Carbon Nanotubes and Graphene

During 2010-11, One focus of Subproject 4 was studying graphitic parallel layers as formed on SiC surface when SiC is decomposed at high temperatures. We have determined that oxygen interacts with graphitic network initiates the formation of nano-caps. The surface deformations on the graphitic networks by oxygen lead to the growth of CNTs. The mechanism is able to explain various structural features of CNTs/SiC (b) growth and mechanism of graphene. A new technology of graphene growth on oxidized SiC is being developed, and (c) we have started to develop nano-porous (TiO2-polymer composites) and polymeric conducting materials for efficient electron interface transfers. In summary, progress has been made in finding new methods of synthesis of metal- free carbon nano-tube production, expand the knowledge on their properties and modifications and finally we have succeeded in growing graphene on oxidized SiC.

During the 2011 the research interests centered on (a) growth mechanism of metal-free carbon nano-structures. An atomic scale mechanism of metal-free CNT growth is proposed. Graphitic parallel layers are formed on SiC surface when SiC is decomposed at high temperatures. Oxygen interacts with graphitic network initiates the formation of nano-caps. The surface deformations on the graphitic networks by oxygen lead to the growth of CNTs. The mechanism is able to explain various structural features of CNTs/SiC (b) growth and mechanism of graphene. A new technology of graphene growth on oxidized SiC was developed, and (c) we started to develop nano-porous (TiO2-polymer composites) and polymeric conducting materials for efficient electron interface transfers. Some of the major facilities used in this activity were transferred when one of our researchers ( a Co-PI) left the center for another job. We will continue this activity with the completion of the work of a graduate student in 2012.

Polymers: Synthesis of Multipurpose Membrances

Another emphasis of project 4 was the synthesis and characterization of multipurpose membranes for fuel cells and reverse osmosis. This activity was directed by our new chemistry faculty, Dr. Arnett. The focus of this research has been to synthesize and characterize multipurpose membranes for proton exchange membrane fuel cells (PEMFCs) and reverse osmosis (RO). The primary focus of the PEMFC work has been to 1) synthesize disulfonated poly(arylene ether sulfone tetrachlorocyclotriphosphazene) (PAES-TCCP) hybrid copolymers as proton exchange membranes (PEM) for fuel cells and 2) to prepare disulfonated bisphenol A based PAES (BisA-XX) random copolymers to be used in blends with HCCP that display similar mechanical properties but have Tg’s that are at least 30 ºC lower than the biphenol based series with comparable levels of disulfonation. In the RO area, polyamide-polyetheramide (PAPEA) copolymers have been prepared by interfacial polymerization. The Project started September, 2010.
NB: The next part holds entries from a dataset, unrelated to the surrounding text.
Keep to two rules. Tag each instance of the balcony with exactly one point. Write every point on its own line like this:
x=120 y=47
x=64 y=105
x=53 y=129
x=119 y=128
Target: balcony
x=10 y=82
This research focuses on preparing proton-exchange membranes for fuel cells based on PAES-TCCP-XX hybrid copolymers with varying degrees of sulfonation. Polymer membranes created to date are insufficiently proton conductive to be useful for fuel cells. This research will combine the unique properties of HCCP monomer with disulfonated poly(arylene ether sulfone) (PAES) copolymer to prepare novel hybrid polymers with increased hydrophilicity, high proton conductivity, thermal stability, and mechanical properties.